As the wealthy sit in rooms of ladders,
Promising, in death, to finally give.

I grew up with the faults of Boomers,
As they lived for today instead of saved.
They marched in drug-fueled protests,
Only to see their leaders cash out.
As the far-out kids redirected course—
Jobs sent abroad in consumption's name,
Currency debased to print a better today,
Politicians stealing from babies unborn
To feed allies and fatten themselves.
No resource, just a survival of sorts
In a world that plays follow-the-leader
With eyes only for which others have.

Now we stand, a powerless debtor stock—
The children who swim in their glutton.
We choose each day not to see it growing,
Rather focus our gaze far and wide,
And fall for the perplexing sleight of hand,
Their silly little parlor trick well-designed
To get them through to their dying breath.
While we die from Red Dye Number Five,
With health care costs ever mounting,
Inflation bringing the wolf to the door—
Victims of the world’s greatest folly:
That the Love Generation truly cared
About a cause and society’s better day,
Where all could have free opportunity
To work, save, and make a mark.

The young are not without their fault.
We bought in, hook, line, and sinker—
To debating the righteousness of a party
While swiping our way after the Joneses.
In a land where an unwisely spent dollar
Was followed by a new one freshly minted
To keep up with our neighbor—steady,
Even if only in appearance.
A proverbial house of cards stacked high
On consumption and increasing vanity,
While the next generation drifts away
In luxury’s corridors, worthless trinkets
Littered with vanities’ purchased trophies.

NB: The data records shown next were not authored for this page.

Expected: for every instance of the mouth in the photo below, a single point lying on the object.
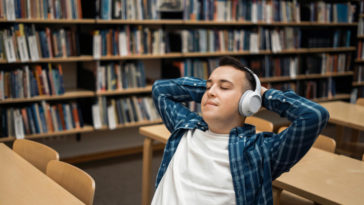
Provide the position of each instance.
(210, 103)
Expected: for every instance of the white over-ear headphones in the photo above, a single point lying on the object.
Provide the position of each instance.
(250, 101)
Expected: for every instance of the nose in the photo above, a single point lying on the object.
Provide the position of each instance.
(212, 91)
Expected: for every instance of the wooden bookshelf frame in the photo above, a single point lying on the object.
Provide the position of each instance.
(49, 21)
(52, 60)
(67, 95)
(147, 89)
(131, 124)
(84, 129)
(358, 84)
(305, 77)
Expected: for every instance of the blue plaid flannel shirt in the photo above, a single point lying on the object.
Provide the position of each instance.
(255, 159)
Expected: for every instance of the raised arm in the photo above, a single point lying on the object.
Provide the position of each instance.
(308, 119)
(168, 96)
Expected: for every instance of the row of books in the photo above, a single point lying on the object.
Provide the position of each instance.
(39, 118)
(126, 41)
(25, 43)
(119, 76)
(359, 77)
(323, 12)
(272, 66)
(126, 9)
(208, 40)
(27, 82)
(40, 9)
(253, 11)
(360, 50)
(332, 38)
(360, 27)
(113, 112)
(312, 89)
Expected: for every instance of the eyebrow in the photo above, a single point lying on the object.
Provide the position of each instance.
(220, 81)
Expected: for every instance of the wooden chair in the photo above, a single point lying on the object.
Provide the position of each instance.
(260, 124)
(282, 197)
(73, 179)
(36, 153)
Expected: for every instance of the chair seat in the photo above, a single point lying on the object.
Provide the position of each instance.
(288, 198)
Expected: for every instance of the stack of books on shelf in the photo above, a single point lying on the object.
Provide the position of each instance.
(28, 82)
(126, 9)
(252, 40)
(118, 76)
(325, 12)
(26, 43)
(254, 11)
(50, 9)
(39, 118)
(121, 111)
(127, 40)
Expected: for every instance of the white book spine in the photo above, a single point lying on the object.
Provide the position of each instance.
(111, 117)
(97, 46)
(34, 55)
(96, 118)
(18, 124)
(23, 49)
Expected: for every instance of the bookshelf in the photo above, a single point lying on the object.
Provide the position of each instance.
(358, 80)
(93, 20)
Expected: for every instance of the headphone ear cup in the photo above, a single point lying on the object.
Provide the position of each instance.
(249, 103)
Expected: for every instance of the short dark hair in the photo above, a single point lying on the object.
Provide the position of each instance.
(235, 63)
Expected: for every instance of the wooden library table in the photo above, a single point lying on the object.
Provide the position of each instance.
(22, 183)
(321, 176)
(325, 178)
(344, 114)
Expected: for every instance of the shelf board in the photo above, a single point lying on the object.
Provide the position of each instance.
(141, 56)
(131, 124)
(53, 60)
(336, 97)
(358, 84)
(185, 55)
(7, 139)
(140, 22)
(72, 94)
(304, 77)
(146, 89)
(50, 21)
(84, 129)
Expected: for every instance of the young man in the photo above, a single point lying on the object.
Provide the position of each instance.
(218, 159)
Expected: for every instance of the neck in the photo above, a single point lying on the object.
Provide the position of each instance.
(224, 128)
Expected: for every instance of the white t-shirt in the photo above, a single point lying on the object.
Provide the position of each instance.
(199, 172)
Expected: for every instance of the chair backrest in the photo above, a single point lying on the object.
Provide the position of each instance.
(325, 143)
(36, 153)
(360, 101)
(322, 142)
(260, 124)
(73, 179)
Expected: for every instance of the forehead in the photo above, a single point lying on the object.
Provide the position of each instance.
(228, 73)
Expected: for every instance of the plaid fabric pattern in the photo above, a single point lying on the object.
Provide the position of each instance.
(255, 159)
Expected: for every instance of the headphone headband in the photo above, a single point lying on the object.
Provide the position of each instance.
(256, 79)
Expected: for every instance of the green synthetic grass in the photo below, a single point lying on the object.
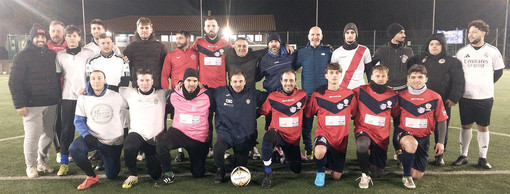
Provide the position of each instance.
(12, 161)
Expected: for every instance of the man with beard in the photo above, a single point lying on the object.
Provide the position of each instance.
(34, 89)
(96, 29)
(376, 105)
(71, 63)
(354, 58)
(145, 52)
(446, 78)
(212, 50)
(313, 58)
(191, 106)
(176, 62)
(286, 104)
(483, 66)
(57, 44)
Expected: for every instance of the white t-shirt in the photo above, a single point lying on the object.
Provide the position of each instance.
(96, 49)
(103, 116)
(73, 69)
(344, 58)
(479, 66)
(147, 112)
(114, 67)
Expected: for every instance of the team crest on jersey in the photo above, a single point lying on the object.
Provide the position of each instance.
(404, 58)
(340, 106)
(421, 110)
(428, 106)
(293, 109)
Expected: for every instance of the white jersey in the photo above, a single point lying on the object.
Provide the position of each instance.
(96, 49)
(103, 116)
(73, 69)
(479, 66)
(113, 66)
(147, 112)
(344, 58)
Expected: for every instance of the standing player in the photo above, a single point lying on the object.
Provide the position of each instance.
(376, 105)
(333, 106)
(420, 110)
(286, 106)
(483, 66)
(353, 58)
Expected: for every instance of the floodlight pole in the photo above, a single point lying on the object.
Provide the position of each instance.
(84, 28)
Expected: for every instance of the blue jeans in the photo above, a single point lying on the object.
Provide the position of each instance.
(111, 155)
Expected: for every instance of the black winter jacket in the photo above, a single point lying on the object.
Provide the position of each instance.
(146, 54)
(33, 80)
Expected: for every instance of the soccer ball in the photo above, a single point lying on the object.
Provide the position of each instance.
(240, 176)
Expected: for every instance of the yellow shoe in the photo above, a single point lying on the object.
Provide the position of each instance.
(130, 181)
(64, 168)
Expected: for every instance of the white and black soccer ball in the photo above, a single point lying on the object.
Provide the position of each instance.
(240, 176)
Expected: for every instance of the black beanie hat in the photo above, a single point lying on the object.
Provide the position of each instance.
(190, 72)
(274, 36)
(351, 26)
(394, 29)
(37, 30)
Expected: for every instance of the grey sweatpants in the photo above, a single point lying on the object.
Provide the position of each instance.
(39, 126)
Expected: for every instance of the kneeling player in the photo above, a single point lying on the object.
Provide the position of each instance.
(377, 104)
(420, 109)
(190, 128)
(286, 106)
(333, 106)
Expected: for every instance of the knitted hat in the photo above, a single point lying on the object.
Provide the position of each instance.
(190, 72)
(351, 26)
(37, 30)
(274, 36)
(394, 29)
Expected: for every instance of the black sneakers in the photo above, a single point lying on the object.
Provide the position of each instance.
(482, 162)
(266, 183)
(165, 180)
(460, 161)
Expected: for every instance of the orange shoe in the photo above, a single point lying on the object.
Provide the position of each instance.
(89, 181)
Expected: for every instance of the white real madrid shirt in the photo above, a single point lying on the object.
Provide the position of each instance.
(114, 67)
(479, 66)
(344, 58)
(103, 116)
(72, 68)
(146, 111)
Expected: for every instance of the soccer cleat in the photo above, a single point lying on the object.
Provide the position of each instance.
(140, 156)
(439, 161)
(62, 171)
(180, 157)
(130, 181)
(165, 180)
(408, 182)
(482, 162)
(220, 175)
(320, 179)
(365, 181)
(89, 181)
(58, 157)
(256, 154)
(44, 167)
(32, 172)
(460, 161)
(210, 154)
(266, 183)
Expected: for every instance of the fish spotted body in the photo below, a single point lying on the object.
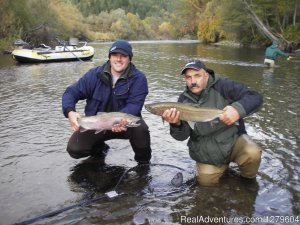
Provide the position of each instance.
(105, 121)
(188, 112)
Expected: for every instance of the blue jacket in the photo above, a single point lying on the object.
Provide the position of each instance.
(128, 95)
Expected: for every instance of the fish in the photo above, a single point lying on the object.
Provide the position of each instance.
(105, 121)
(177, 180)
(188, 112)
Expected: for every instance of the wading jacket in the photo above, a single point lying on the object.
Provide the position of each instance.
(128, 95)
(272, 52)
(212, 142)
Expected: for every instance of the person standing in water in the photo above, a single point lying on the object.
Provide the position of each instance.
(272, 52)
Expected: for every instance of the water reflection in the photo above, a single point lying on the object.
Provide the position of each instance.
(38, 176)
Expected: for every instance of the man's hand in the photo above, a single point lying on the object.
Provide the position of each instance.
(230, 115)
(172, 116)
(120, 127)
(72, 117)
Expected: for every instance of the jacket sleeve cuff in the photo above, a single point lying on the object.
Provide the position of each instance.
(239, 107)
(66, 112)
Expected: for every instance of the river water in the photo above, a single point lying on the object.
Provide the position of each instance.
(38, 176)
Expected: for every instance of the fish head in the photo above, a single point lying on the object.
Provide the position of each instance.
(156, 109)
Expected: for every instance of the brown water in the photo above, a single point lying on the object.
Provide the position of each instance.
(37, 175)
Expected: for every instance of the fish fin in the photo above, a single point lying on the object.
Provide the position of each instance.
(98, 131)
(192, 124)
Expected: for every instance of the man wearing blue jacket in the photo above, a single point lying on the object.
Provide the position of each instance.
(213, 145)
(116, 86)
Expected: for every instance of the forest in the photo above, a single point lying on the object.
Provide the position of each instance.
(248, 22)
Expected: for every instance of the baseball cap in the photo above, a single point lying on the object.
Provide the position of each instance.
(196, 65)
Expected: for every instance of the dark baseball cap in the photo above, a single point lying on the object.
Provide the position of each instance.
(196, 65)
(121, 46)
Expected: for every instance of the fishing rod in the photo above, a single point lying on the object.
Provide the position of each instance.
(108, 195)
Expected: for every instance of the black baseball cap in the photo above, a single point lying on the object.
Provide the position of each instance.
(196, 65)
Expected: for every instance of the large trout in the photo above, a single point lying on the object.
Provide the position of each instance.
(105, 121)
(188, 112)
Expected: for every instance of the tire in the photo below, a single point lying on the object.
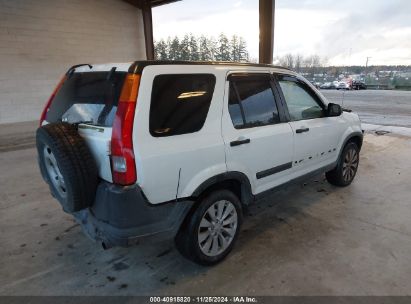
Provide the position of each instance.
(191, 240)
(343, 174)
(67, 165)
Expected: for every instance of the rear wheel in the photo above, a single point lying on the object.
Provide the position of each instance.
(343, 174)
(209, 233)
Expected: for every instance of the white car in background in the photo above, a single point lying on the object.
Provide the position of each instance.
(178, 149)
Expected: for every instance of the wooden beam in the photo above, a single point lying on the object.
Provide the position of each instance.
(266, 22)
(148, 29)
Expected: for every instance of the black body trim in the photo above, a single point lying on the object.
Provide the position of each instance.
(246, 194)
(274, 170)
(138, 66)
(239, 142)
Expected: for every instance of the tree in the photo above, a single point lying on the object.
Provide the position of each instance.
(185, 48)
(223, 49)
(298, 62)
(202, 48)
(289, 61)
(235, 48)
(174, 49)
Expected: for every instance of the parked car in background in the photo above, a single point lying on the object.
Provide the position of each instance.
(179, 149)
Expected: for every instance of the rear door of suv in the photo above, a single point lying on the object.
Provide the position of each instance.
(258, 139)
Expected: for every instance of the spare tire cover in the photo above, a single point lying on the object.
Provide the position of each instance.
(67, 165)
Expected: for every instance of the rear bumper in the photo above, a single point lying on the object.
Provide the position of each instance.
(122, 216)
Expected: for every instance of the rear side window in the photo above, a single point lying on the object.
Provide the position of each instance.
(90, 97)
(251, 102)
(180, 103)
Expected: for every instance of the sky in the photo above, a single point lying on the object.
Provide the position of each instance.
(343, 32)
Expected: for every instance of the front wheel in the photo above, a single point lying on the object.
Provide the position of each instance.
(209, 233)
(343, 174)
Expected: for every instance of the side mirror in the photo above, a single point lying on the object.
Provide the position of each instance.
(334, 109)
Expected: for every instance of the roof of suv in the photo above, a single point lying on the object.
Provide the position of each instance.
(138, 66)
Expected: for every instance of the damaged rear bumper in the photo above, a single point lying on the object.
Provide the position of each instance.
(122, 216)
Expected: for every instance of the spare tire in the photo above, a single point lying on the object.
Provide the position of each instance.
(67, 165)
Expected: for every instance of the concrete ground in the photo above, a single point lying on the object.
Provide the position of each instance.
(312, 239)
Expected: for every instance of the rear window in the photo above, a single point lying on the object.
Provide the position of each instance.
(90, 97)
(180, 103)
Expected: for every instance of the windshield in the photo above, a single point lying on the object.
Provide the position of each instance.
(90, 97)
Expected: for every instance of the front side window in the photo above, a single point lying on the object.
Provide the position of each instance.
(251, 102)
(300, 102)
(180, 103)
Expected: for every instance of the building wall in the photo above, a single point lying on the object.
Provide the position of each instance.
(40, 39)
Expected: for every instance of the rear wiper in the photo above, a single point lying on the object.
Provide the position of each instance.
(71, 70)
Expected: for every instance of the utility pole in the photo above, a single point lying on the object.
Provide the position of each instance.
(266, 23)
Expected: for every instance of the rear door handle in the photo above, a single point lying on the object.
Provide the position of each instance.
(239, 142)
(302, 130)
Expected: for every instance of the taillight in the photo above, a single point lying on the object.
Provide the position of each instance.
(48, 104)
(122, 155)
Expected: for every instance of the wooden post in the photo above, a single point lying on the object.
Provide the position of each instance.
(266, 22)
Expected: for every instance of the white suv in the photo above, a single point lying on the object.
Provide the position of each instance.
(177, 149)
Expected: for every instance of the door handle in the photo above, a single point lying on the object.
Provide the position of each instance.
(302, 130)
(239, 142)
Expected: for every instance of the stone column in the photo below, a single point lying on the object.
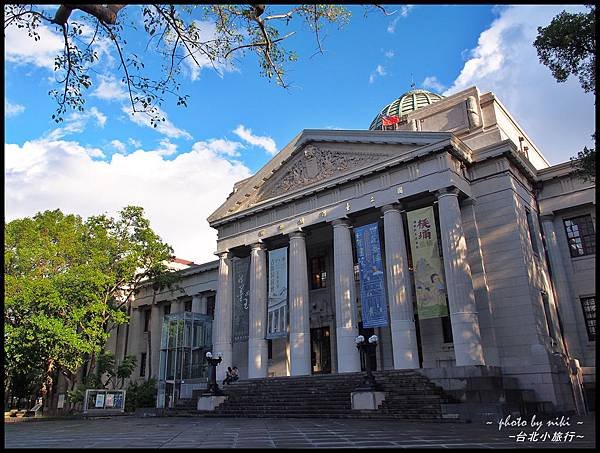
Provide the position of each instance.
(199, 304)
(156, 318)
(480, 286)
(402, 321)
(299, 307)
(348, 358)
(461, 298)
(177, 306)
(222, 327)
(257, 344)
(563, 290)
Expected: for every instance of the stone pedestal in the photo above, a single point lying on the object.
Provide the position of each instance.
(367, 400)
(210, 402)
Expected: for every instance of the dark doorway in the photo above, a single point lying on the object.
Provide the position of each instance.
(367, 332)
(320, 350)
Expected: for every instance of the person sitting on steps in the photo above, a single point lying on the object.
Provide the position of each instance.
(231, 375)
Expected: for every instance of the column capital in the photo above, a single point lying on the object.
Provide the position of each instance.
(224, 255)
(468, 202)
(451, 190)
(258, 246)
(297, 235)
(341, 222)
(391, 207)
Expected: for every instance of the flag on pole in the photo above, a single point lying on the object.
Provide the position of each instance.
(389, 120)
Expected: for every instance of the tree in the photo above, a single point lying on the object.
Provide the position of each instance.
(173, 31)
(568, 47)
(68, 284)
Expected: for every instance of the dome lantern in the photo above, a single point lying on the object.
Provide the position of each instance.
(409, 102)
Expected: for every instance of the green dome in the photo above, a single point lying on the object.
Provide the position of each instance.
(409, 102)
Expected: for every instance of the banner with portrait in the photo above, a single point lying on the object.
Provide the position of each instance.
(277, 294)
(428, 269)
(241, 298)
(372, 283)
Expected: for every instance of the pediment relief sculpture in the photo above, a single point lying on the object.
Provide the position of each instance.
(313, 165)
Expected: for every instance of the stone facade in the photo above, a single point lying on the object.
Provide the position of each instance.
(515, 292)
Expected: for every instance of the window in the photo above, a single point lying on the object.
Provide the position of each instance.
(548, 316)
(143, 365)
(447, 329)
(318, 275)
(147, 313)
(210, 306)
(588, 304)
(580, 234)
(532, 235)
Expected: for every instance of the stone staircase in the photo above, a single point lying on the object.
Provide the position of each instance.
(409, 396)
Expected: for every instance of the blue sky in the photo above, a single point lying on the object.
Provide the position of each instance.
(102, 160)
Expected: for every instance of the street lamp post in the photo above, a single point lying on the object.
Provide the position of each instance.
(213, 386)
(367, 349)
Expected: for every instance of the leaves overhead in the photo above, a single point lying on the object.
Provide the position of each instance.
(568, 46)
(199, 35)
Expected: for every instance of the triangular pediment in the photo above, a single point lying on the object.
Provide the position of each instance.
(314, 164)
(315, 157)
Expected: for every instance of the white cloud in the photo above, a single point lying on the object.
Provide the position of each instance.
(432, 83)
(11, 109)
(77, 122)
(110, 89)
(163, 127)
(267, 143)
(558, 117)
(225, 147)
(379, 71)
(133, 142)
(118, 145)
(43, 174)
(404, 11)
(19, 48)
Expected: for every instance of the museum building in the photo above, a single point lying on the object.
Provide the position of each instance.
(442, 229)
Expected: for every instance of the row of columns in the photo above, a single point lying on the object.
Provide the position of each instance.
(463, 313)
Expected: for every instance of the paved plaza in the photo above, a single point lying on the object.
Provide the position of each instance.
(195, 432)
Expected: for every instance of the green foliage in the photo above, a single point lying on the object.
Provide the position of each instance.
(67, 284)
(585, 163)
(182, 35)
(141, 395)
(568, 46)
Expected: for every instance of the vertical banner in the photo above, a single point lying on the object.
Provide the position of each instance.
(427, 265)
(372, 286)
(277, 296)
(241, 297)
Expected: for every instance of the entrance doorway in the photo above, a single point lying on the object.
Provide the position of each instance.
(367, 332)
(320, 350)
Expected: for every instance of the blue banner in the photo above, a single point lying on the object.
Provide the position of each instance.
(372, 284)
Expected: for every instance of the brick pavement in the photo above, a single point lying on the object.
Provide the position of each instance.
(196, 432)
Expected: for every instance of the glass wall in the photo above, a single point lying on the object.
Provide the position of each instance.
(185, 339)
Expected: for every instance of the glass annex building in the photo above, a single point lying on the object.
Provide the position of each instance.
(442, 229)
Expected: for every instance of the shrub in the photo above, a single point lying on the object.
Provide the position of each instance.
(141, 395)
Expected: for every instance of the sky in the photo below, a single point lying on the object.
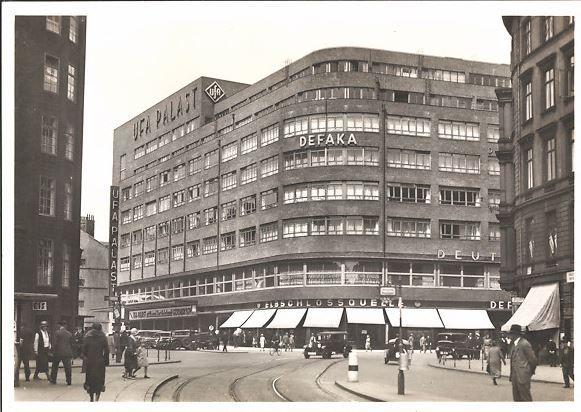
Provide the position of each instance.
(138, 54)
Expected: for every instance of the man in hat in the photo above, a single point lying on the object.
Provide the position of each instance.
(523, 363)
(63, 351)
(41, 350)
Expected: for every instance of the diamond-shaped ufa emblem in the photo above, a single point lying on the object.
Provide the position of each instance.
(214, 92)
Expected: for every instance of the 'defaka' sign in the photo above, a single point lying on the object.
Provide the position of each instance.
(327, 139)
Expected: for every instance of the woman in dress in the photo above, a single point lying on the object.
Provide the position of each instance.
(96, 356)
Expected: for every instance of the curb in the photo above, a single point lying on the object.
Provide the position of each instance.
(148, 397)
(484, 373)
(362, 395)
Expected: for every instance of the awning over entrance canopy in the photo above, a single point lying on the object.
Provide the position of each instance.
(323, 318)
(259, 318)
(368, 316)
(414, 318)
(286, 319)
(236, 319)
(540, 310)
(465, 319)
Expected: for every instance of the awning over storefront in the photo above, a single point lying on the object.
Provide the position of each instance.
(465, 319)
(540, 310)
(236, 319)
(414, 318)
(368, 316)
(286, 319)
(323, 318)
(259, 318)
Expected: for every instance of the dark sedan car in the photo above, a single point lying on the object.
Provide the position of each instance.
(328, 344)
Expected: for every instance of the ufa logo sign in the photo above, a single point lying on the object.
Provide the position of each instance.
(214, 92)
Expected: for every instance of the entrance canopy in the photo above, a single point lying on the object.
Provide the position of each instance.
(323, 318)
(414, 318)
(465, 319)
(368, 316)
(286, 319)
(236, 319)
(259, 318)
(540, 310)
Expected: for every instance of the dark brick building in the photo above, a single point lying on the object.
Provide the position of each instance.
(49, 95)
(537, 166)
(347, 170)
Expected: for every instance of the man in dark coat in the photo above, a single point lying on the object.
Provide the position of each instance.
(41, 350)
(95, 352)
(567, 363)
(62, 351)
(26, 340)
(523, 364)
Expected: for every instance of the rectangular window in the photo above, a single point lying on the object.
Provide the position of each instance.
(49, 135)
(210, 215)
(229, 210)
(47, 196)
(164, 203)
(45, 262)
(71, 92)
(53, 23)
(210, 187)
(195, 165)
(210, 245)
(248, 236)
(549, 86)
(68, 200)
(268, 199)
(269, 135)
(551, 159)
(268, 232)
(248, 174)
(229, 151)
(248, 143)
(194, 220)
(51, 72)
(211, 159)
(193, 249)
(228, 241)
(269, 167)
(229, 181)
(248, 205)
(73, 29)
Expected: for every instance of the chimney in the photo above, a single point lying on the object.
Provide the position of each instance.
(88, 224)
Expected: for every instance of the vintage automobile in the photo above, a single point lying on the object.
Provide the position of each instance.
(329, 343)
(452, 344)
(392, 351)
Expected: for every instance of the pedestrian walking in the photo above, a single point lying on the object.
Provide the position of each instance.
(42, 349)
(523, 364)
(567, 363)
(62, 352)
(495, 362)
(95, 352)
(552, 351)
(25, 341)
(142, 361)
(130, 361)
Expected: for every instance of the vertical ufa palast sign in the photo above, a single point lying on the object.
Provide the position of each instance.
(113, 239)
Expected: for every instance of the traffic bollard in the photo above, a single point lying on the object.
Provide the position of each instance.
(353, 372)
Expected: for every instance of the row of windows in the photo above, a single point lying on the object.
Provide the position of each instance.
(51, 77)
(45, 264)
(54, 24)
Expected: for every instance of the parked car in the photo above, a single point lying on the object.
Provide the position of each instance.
(392, 351)
(452, 344)
(329, 343)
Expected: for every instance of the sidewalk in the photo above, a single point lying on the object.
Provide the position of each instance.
(544, 373)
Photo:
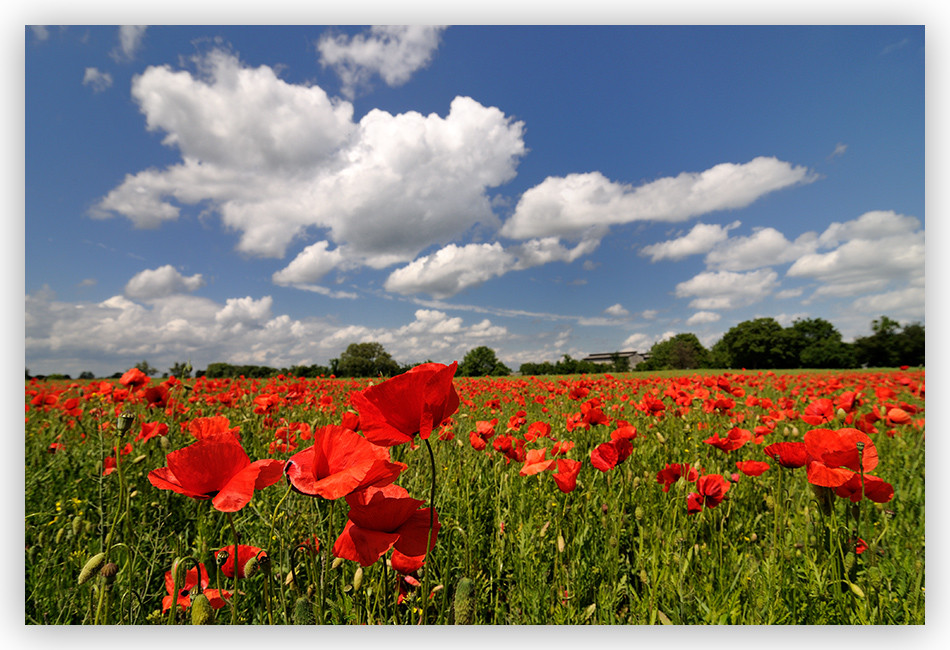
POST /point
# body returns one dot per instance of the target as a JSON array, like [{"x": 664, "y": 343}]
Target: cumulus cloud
[
  {"x": 160, "y": 282},
  {"x": 99, "y": 81},
  {"x": 700, "y": 239},
  {"x": 394, "y": 52},
  {"x": 617, "y": 310},
  {"x": 453, "y": 268},
  {"x": 716, "y": 290},
  {"x": 702, "y": 317},
  {"x": 130, "y": 40},
  {"x": 291, "y": 163},
  {"x": 765, "y": 247},
  {"x": 878, "y": 251},
  {"x": 638, "y": 342},
  {"x": 580, "y": 203}
]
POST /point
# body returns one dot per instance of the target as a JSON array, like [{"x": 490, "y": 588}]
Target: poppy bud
[
  {"x": 124, "y": 422},
  {"x": 92, "y": 567},
  {"x": 464, "y": 604},
  {"x": 303, "y": 613},
  {"x": 201, "y": 610},
  {"x": 108, "y": 572}
]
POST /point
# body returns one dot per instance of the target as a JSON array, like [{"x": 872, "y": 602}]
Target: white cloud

As now I sit in a room full of ladders,
Looking down on an ever-rising tide—
Guilt consuming, for playing a hard game,
A focused and steady, relentless sacrifice
To play the game of my grandparents,
To forgo the childish in prudence’s name.
I know that I cannot save them all.
And would it matter even if I could?

I have seen COVID, where cash rained—
All got drenched in the mighty dollar,
Only to once again spend beyond,
Twice again, and then some more.
Travel to exotic locales, soon forgotten.
Purchases of stuff, soon discarded—
A momentary reward for an impulse.

Oh, what becomes of a society of Me,
Rather than a society of Greater We?
Forgoing the needs of Generation Next,
As they rot in front of glowing screens—
Until the day that the madness stops,
And the printer jettisons a final bill
To a society of today, racked in debt.

A final parting gift with hanging tag,
“With love, Grandma and Grandpa”—
As destruction, chaos, and death ensue,
Where no ladder stands quite tall enough
For the generation too blind to see,
From the generation too ambitious to care.